There’s an interesting paper by Gelman, Jakulin, Su and Pittau, A Default Prior Distribution for Logistic and Other Regression Models, in which they argue that after centering and variance adjusting inputs, the Cauchy prior is a good general purpose prior. They evaluate on a range of binary classification problems.

I just had coffee with Andrew Gelman after guest-lecturing in his stat computation class, and we had a chat about regularization and about discriminitive versus generative models. He wasn’t happy with Laplace priors being applied willy-nilly, suggesting instead that feature selection be done separately from feature estimation. Andrew also surprised me in that he thinks of logistic regression as a generative model (”of course it’s generative, it’s Bayesian”, I believe he said); but for me, this is odd, because the data’s “generated” trivially. He was keen on my trying out some kind of posterior variance fiddling to move from a maximum a posteriori form of reasoning to a more Bayesian one. The only problem is that I just can’t invert the million by million matrix needed for the posterior variance estimates.

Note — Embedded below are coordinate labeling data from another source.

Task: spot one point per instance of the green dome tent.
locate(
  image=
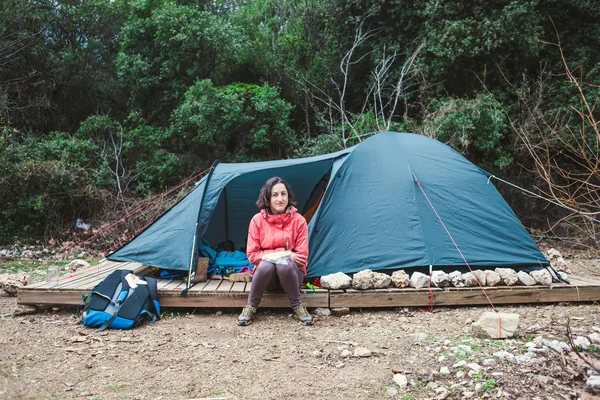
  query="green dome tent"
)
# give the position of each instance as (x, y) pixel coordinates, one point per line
(381, 209)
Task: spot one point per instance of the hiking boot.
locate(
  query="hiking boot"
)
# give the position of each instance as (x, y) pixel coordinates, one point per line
(246, 316)
(301, 313)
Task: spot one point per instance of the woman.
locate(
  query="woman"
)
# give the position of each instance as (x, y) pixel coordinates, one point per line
(278, 246)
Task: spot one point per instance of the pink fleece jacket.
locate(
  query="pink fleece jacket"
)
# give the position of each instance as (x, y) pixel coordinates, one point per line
(269, 233)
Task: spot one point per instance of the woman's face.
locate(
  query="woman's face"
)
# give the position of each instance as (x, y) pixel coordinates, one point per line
(279, 199)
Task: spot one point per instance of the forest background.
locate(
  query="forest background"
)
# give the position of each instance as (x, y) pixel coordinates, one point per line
(105, 104)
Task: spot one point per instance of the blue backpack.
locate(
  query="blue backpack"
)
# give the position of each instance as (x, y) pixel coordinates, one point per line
(115, 304)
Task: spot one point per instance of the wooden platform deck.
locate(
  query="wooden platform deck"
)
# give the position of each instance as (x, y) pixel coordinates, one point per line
(223, 293)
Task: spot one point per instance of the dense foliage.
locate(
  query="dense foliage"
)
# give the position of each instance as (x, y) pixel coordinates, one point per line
(125, 98)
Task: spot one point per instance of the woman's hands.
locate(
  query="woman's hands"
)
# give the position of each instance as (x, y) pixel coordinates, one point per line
(299, 259)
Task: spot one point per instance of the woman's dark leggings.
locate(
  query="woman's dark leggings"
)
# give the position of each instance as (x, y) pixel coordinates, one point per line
(290, 278)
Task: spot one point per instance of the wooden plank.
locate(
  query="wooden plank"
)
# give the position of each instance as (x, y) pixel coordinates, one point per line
(50, 297)
(167, 284)
(225, 287)
(91, 279)
(239, 287)
(79, 276)
(212, 286)
(199, 286)
(513, 295)
(239, 299)
(90, 284)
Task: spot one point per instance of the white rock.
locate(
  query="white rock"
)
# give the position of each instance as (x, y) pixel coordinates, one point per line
(400, 380)
(557, 261)
(440, 279)
(488, 362)
(524, 359)
(363, 280)
(505, 355)
(336, 281)
(492, 278)
(489, 324)
(594, 338)
(418, 280)
(474, 367)
(76, 265)
(391, 391)
(508, 275)
(480, 275)
(557, 345)
(457, 279)
(468, 280)
(593, 382)
(525, 279)
(362, 352)
(322, 312)
(544, 380)
(400, 278)
(345, 353)
(381, 281)
(542, 277)
(582, 341)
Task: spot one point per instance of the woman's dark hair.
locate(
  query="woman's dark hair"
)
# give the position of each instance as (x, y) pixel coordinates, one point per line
(264, 198)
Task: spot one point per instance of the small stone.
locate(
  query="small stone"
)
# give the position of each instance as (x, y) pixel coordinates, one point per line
(340, 311)
(556, 345)
(440, 279)
(542, 276)
(474, 366)
(418, 280)
(400, 380)
(492, 278)
(593, 382)
(336, 281)
(400, 279)
(508, 275)
(362, 352)
(594, 338)
(542, 379)
(488, 325)
(363, 280)
(381, 280)
(505, 355)
(391, 391)
(525, 279)
(582, 342)
(322, 312)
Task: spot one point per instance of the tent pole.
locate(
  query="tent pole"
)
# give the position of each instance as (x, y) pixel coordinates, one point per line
(192, 259)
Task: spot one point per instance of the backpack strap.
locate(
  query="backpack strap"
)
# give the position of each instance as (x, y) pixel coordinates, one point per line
(119, 301)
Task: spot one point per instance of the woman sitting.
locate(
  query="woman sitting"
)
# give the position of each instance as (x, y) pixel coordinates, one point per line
(278, 246)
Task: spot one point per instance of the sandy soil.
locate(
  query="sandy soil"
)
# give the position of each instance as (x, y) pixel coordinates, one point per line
(200, 354)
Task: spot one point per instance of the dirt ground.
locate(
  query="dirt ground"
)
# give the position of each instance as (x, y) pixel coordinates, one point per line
(203, 354)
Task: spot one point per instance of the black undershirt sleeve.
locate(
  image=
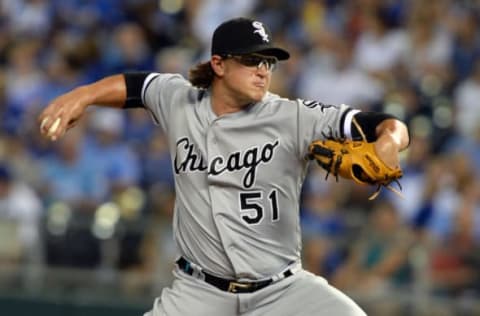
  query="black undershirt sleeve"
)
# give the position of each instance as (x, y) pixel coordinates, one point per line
(369, 121)
(134, 83)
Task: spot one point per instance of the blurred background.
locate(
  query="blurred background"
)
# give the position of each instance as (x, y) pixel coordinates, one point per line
(85, 221)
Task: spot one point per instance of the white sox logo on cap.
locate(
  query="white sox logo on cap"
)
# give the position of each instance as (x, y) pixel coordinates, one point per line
(260, 30)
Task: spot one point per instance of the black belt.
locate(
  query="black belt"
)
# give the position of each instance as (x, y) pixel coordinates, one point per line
(228, 285)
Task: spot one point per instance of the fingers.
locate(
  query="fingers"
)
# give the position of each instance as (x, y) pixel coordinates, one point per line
(52, 122)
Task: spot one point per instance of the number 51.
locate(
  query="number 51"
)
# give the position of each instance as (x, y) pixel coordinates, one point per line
(253, 210)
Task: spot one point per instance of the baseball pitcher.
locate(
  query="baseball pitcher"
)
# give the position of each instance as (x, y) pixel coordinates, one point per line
(240, 155)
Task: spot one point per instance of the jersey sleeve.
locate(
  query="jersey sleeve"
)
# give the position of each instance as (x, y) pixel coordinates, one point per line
(158, 95)
(321, 121)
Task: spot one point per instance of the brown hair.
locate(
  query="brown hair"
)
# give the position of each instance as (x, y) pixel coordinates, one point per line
(201, 75)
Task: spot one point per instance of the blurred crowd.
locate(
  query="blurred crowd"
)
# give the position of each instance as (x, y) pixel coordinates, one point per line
(102, 196)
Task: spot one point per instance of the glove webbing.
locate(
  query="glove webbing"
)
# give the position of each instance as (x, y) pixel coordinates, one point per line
(380, 185)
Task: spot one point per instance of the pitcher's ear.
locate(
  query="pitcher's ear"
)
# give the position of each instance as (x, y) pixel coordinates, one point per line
(218, 65)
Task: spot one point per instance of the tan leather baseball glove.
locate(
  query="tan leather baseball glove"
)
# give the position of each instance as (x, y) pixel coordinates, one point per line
(355, 160)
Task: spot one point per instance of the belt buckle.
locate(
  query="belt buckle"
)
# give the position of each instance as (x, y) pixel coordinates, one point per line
(234, 286)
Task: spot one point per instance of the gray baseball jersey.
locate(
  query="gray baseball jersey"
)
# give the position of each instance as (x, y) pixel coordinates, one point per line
(239, 176)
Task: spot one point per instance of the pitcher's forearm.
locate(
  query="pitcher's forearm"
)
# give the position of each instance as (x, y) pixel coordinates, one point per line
(110, 91)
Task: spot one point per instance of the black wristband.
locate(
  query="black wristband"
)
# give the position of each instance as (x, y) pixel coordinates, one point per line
(134, 83)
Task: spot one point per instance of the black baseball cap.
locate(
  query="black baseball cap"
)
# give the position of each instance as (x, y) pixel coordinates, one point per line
(241, 36)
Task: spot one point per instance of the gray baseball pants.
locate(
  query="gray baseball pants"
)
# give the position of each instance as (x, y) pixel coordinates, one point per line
(302, 294)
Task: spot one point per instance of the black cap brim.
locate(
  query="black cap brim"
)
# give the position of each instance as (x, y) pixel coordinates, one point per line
(277, 52)
(281, 54)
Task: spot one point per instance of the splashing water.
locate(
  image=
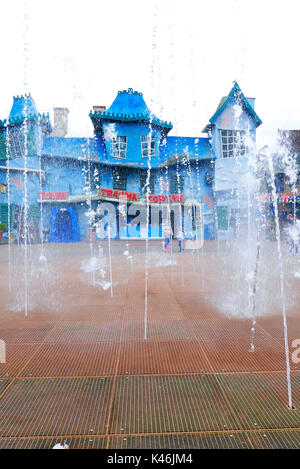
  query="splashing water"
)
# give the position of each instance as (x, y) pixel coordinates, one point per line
(282, 290)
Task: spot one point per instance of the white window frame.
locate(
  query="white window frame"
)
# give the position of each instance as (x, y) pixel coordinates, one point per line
(146, 143)
(119, 147)
(233, 143)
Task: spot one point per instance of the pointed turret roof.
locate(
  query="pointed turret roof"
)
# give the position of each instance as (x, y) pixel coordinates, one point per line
(237, 95)
(129, 106)
(24, 108)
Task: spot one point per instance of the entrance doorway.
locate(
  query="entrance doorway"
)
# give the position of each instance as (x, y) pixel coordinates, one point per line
(64, 225)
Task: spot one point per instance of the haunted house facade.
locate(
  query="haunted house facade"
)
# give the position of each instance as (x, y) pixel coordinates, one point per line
(130, 160)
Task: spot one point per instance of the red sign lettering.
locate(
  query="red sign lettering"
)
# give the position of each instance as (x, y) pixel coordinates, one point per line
(54, 195)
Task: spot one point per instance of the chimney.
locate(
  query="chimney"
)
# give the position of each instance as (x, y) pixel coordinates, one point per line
(99, 108)
(60, 128)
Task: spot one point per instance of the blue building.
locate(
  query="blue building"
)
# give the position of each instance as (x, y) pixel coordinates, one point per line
(130, 163)
(232, 132)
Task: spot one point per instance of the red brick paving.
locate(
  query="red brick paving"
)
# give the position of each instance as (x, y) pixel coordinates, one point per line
(78, 367)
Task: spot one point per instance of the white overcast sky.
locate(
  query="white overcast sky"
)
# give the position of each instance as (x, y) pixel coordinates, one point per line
(183, 55)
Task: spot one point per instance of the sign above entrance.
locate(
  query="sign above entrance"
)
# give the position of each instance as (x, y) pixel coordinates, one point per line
(159, 198)
(281, 198)
(54, 195)
(114, 194)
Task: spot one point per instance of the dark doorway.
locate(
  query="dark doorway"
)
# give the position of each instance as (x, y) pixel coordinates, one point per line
(63, 225)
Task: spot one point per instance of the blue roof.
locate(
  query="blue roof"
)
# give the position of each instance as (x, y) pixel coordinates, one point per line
(236, 93)
(24, 107)
(70, 147)
(130, 105)
(194, 147)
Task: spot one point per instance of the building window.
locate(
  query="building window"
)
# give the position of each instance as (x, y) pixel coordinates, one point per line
(16, 143)
(176, 184)
(148, 145)
(119, 146)
(143, 175)
(119, 178)
(91, 180)
(233, 143)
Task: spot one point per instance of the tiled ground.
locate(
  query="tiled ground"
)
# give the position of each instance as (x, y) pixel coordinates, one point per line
(79, 370)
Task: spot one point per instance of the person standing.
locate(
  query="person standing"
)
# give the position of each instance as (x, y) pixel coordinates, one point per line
(180, 238)
(167, 233)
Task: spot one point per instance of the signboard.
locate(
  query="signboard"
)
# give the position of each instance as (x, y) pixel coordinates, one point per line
(114, 194)
(54, 195)
(158, 198)
(281, 198)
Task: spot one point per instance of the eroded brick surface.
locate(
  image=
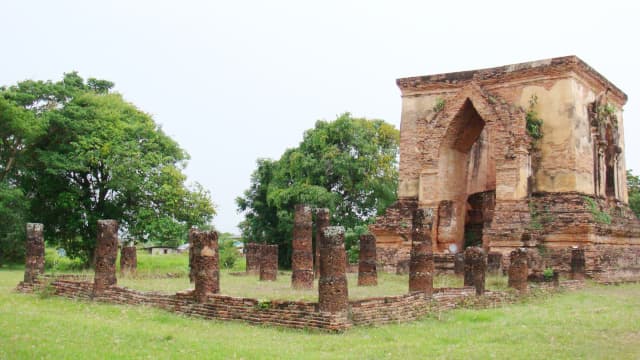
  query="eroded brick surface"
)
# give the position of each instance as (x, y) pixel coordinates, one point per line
(367, 270)
(204, 263)
(268, 262)
(475, 268)
(421, 267)
(302, 249)
(518, 270)
(34, 248)
(252, 257)
(105, 255)
(333, 294)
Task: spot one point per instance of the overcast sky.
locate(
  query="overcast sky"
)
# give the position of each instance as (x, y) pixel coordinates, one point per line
(240, 80)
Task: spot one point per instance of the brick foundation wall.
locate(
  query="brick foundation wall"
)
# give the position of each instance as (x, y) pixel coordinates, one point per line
(292, 314)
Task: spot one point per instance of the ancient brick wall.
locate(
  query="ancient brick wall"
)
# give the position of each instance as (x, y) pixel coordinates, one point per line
(421, 268)
(333, 293)
(252, 257)
(518, 270)
(293, 314)
(322, 222)
(475, 268)
(302, 249)
(105, 255)
(128, 260)
(34, 248)
(204, 263)
(367, 270)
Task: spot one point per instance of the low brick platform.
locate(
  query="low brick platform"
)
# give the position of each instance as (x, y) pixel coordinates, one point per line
(292, 314)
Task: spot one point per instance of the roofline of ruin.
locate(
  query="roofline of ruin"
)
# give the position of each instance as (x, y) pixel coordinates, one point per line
(532, 69)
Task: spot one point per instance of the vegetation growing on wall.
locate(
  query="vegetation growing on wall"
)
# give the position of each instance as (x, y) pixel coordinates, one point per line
(534, 122)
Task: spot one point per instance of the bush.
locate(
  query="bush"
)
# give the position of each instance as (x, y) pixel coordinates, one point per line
(228, 254)
(54, 262)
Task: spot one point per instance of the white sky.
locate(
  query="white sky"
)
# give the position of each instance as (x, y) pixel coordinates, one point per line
(238, 80)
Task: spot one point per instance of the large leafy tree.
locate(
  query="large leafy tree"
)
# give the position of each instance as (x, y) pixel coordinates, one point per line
(347, 165)
(98, 156)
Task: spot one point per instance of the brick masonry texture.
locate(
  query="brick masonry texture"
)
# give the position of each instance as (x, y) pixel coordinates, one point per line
(367, 270)
(333, 293)
(128, 260)
(322, 222)
(106, 255)
(34, 249)
(518, 270)
(465, 153)
(291, 314)
(475, 268)
(204, 263)
(302, 249)
(268, 262)
(421, 266)
(253, 258)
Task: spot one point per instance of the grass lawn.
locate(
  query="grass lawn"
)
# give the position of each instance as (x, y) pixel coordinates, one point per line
(598, 322)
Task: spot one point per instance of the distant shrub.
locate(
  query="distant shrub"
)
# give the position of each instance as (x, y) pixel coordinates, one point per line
(54, 262)
(228, 253)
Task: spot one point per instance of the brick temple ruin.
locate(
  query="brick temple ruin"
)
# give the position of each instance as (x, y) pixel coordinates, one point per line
(471, 153)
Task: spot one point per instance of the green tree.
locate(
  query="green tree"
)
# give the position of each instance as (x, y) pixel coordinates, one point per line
(633, 188)
(347, 165)
(96, 157)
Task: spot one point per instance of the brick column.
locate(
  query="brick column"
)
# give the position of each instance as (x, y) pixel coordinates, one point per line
(268, 262)
(34, 264)
(128, 260)
(494, 263)
(421, 261)
(302, 249)
(518, 270)
(204, 263)
(322, 222)
(577, 264)
(367, 272)
(252, 257)
(475, 267)
(105, 256)
(458, 263)
(333, 293)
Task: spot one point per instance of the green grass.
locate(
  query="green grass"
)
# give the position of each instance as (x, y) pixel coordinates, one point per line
(598, 322)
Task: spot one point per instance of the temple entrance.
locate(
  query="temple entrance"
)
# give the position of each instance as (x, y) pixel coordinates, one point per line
(466, 173)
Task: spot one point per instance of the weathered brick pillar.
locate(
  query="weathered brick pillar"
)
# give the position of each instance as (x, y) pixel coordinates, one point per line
(204, 263)
(302, 249)
(105, 256)
(34, 264)
(128, 260)
(475, 267)
(577, 264)
(333, 293)
(252, 257)
(458, 263)
(494, 263)
(367, 272)
(268, 262)
(421, 262)
(322, 222)
(518, 270)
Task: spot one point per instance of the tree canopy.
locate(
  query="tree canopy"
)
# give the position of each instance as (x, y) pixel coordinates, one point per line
(347, 165)
(77, 152)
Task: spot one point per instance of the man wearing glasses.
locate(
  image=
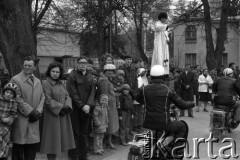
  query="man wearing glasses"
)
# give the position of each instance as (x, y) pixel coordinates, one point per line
(80, 86)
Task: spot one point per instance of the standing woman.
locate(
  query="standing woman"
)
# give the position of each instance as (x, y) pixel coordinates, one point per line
(106, 87)
(205, 81)
(57, 135)
(161, 40)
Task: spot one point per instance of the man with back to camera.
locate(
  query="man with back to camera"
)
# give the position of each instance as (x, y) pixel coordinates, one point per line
(25, 130)
(157, 97)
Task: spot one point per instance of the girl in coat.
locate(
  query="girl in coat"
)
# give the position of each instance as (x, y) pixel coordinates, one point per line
(57, 135)
(100, 123)
(205, 82)
(8, 112)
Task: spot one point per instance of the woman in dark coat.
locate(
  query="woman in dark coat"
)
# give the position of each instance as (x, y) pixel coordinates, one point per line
(107, 87)
(57, 133)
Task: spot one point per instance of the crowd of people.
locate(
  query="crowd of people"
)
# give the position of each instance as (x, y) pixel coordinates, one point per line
(95, 101)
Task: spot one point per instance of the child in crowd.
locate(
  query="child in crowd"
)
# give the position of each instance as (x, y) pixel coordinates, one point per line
(125, 114)
(100, 123)
(8, 111)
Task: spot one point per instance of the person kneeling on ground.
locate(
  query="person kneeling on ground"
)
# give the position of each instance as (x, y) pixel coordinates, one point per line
(157, 97)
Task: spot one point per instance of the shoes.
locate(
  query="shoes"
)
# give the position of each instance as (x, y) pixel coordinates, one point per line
(191, 116)
(110, 146)
(99, 153)
(205, 110)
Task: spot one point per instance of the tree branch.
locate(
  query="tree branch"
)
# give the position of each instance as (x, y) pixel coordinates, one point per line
(41, 14)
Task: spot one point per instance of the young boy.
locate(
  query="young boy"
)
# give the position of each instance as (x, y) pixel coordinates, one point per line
(125, 114)
(100, 123)
(8, 111)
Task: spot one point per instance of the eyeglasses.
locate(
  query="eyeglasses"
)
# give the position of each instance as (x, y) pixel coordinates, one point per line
(82, 62)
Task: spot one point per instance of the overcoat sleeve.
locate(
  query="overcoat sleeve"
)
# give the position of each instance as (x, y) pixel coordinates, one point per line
(73, 93)
(91, 98)
(13, 111)
(68, 100)
(23, 107)
(103, 86)
(51, 104)
(96, 113)
(41, 104)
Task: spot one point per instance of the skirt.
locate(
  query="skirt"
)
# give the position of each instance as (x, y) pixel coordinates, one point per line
(204, 96)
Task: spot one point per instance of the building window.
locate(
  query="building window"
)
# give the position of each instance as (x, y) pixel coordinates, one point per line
(191, 34)
(225, 59)
(218, 32)
(190, 58)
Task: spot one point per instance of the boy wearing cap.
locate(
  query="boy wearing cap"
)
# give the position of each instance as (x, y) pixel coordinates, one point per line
(8, 112)
(100, 123)
(125, 114)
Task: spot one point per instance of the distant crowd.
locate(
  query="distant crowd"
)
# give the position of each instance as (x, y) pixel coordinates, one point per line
(95, 108)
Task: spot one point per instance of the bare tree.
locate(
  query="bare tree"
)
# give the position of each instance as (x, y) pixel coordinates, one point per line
(18, 29)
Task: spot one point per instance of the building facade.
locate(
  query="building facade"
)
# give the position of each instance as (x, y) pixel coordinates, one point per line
(57, 45)
(190, 45)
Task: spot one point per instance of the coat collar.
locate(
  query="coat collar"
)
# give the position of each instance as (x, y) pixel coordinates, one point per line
(51, 81)
(157, 80)
(26, 78)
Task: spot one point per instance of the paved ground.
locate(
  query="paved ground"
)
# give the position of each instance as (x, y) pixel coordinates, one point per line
(199, 128)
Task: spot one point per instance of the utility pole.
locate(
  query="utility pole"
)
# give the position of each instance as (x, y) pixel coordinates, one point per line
(110, 27)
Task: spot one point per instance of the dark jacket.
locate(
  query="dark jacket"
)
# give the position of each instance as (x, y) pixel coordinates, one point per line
(81, 89)
(158, 98)
(100, 119)
(226, 88)
(184, 80)
(126, 104)
(130, 77)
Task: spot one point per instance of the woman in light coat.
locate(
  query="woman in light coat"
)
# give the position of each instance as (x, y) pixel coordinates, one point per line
(205, 82)
(161, 40)
(57, 135)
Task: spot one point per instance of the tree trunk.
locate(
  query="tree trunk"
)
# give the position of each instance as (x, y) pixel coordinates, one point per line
(222, 31)
(214, 56)
(210, 58)
(138, 20)
(16, 37)
(100, 29)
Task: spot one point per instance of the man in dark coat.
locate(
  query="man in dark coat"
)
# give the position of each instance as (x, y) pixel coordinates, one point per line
(131, 79)
(130, 73)
(187, 87)
(226, 88)
(157, 98)
(80, 86)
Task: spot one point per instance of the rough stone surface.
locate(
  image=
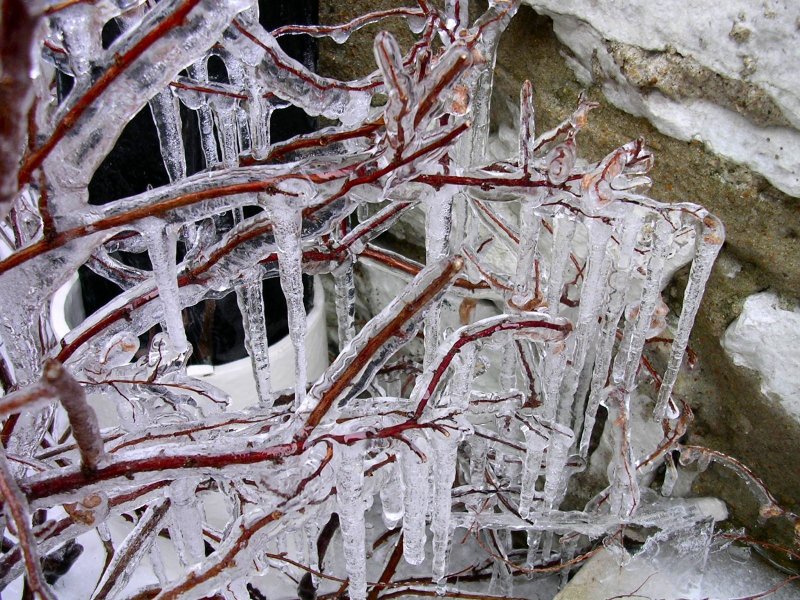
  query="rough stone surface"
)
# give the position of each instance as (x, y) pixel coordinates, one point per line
(738, 61)
(764, 338)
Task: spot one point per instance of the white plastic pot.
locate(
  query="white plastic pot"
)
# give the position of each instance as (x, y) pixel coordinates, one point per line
(236, 378)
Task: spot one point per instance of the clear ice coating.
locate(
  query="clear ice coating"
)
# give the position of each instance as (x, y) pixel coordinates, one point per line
(457, 414)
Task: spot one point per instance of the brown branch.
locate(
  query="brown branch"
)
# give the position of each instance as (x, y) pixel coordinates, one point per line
(16, 507)
(82, 418)
(121, 62)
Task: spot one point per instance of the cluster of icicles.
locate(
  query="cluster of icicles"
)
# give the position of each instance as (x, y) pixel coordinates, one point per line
(481, 434)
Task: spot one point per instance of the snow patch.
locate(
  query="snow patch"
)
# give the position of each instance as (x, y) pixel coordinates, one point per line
(673, 26)
(766, 338)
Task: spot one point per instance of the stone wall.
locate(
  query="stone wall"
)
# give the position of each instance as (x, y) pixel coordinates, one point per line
(716, 94)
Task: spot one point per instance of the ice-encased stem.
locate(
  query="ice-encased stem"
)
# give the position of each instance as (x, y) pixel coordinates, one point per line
(461, 382)
(444, 472)
(556, 474)
(529, 226)
(438, 223)
(593, 293)
(415, 471)
(555, 364)
(162, 248)
(535, 443)
(626, 363)
(287, 223)
(709, 242)
(619, 280)
(564, 226)
(391, 494)
(250, 297)
(187, 521)
(345, 291)
(164, 108)
(624, 495)
(349, 490)
(226, 126)
(208, 142)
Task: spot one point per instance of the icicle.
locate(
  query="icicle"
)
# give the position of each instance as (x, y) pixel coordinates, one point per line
(564, 227)
(415, 469)
(525, 287)
(535, 443)
(638, 318)
(471, 147)
(349, 490)
(443, 472)
(534, 538)
(208, 142)
(391, 494)
(287, 220)
(569, 544)
(457, 12)
(461, 382)
(161, 246)
(225, 115)
(345, 302)
(187, 521)
(164, 108)
(619, 280)
(554, 366)
(312, 528)
(438, 224)
(260, 115)
(591, 299)
(250, 298)
(527, 127)
(624, 494)
(157, 562)
(129, 554)
(508, 367)
(708, 243)
(556, 473)
(670, 476)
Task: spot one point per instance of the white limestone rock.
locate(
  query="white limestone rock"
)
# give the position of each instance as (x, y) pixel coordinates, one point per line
(766, 338)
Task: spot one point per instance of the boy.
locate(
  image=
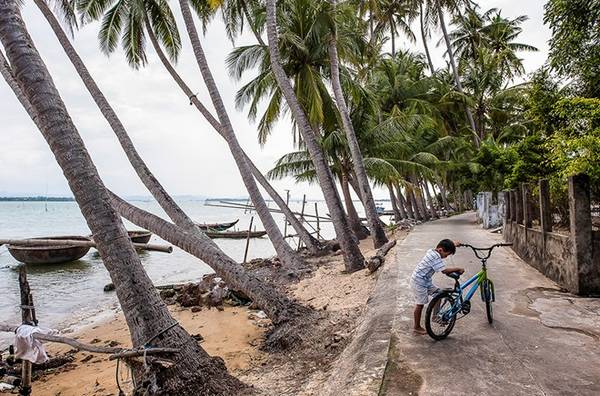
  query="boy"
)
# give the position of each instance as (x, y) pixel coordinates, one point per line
(420, 281)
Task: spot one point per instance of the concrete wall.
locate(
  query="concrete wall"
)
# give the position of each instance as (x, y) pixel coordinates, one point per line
(489, 215)
(549, 253)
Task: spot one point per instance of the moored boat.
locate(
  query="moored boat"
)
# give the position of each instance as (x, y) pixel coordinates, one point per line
(50, 254)
(216, 226)
(140, 236)
(235, 234)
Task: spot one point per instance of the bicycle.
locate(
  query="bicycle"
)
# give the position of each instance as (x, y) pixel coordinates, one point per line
(446, 305)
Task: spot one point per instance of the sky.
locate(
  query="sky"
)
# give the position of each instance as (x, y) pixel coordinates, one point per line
(179, 146)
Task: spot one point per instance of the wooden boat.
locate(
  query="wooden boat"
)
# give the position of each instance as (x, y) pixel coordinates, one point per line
(235, 234)
(140, 236)
(216, 226)
(50, 254)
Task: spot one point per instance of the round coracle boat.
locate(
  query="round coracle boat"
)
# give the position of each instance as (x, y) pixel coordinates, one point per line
(50, 254)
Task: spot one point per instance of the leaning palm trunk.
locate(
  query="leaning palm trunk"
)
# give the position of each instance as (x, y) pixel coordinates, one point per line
(353, 258)
(156, 189)
(194, 371)
(455, 70)
(401, 203)
(424, 38)
(429, 199)
(377, 232)
(397, 215)
(283, 312)
(311, 243)
(288, 256)
(353, 219)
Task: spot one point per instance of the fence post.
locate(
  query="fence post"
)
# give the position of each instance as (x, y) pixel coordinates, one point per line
(519, 205)
(580, 214)
(513, 205)
(545, 209)
(526, 205)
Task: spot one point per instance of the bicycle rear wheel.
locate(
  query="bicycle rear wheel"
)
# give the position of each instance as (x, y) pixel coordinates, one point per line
(487, 291)
(439, 321)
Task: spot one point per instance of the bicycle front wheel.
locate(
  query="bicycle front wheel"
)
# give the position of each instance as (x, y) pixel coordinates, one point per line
(439, 320)
(487, 291)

The issue here is a culture conflict between “machine learning” and “statistics”. If you read Hill and Gelman’s book on regression, it’s study after study of small dimensionality problems with dense data, not much data, and carefully engineered features and interaction features. Natural language problems, like most machine learning problems, involve millions of features and very sparse vectors. Maybe different techniques work better for quantitatively different problems.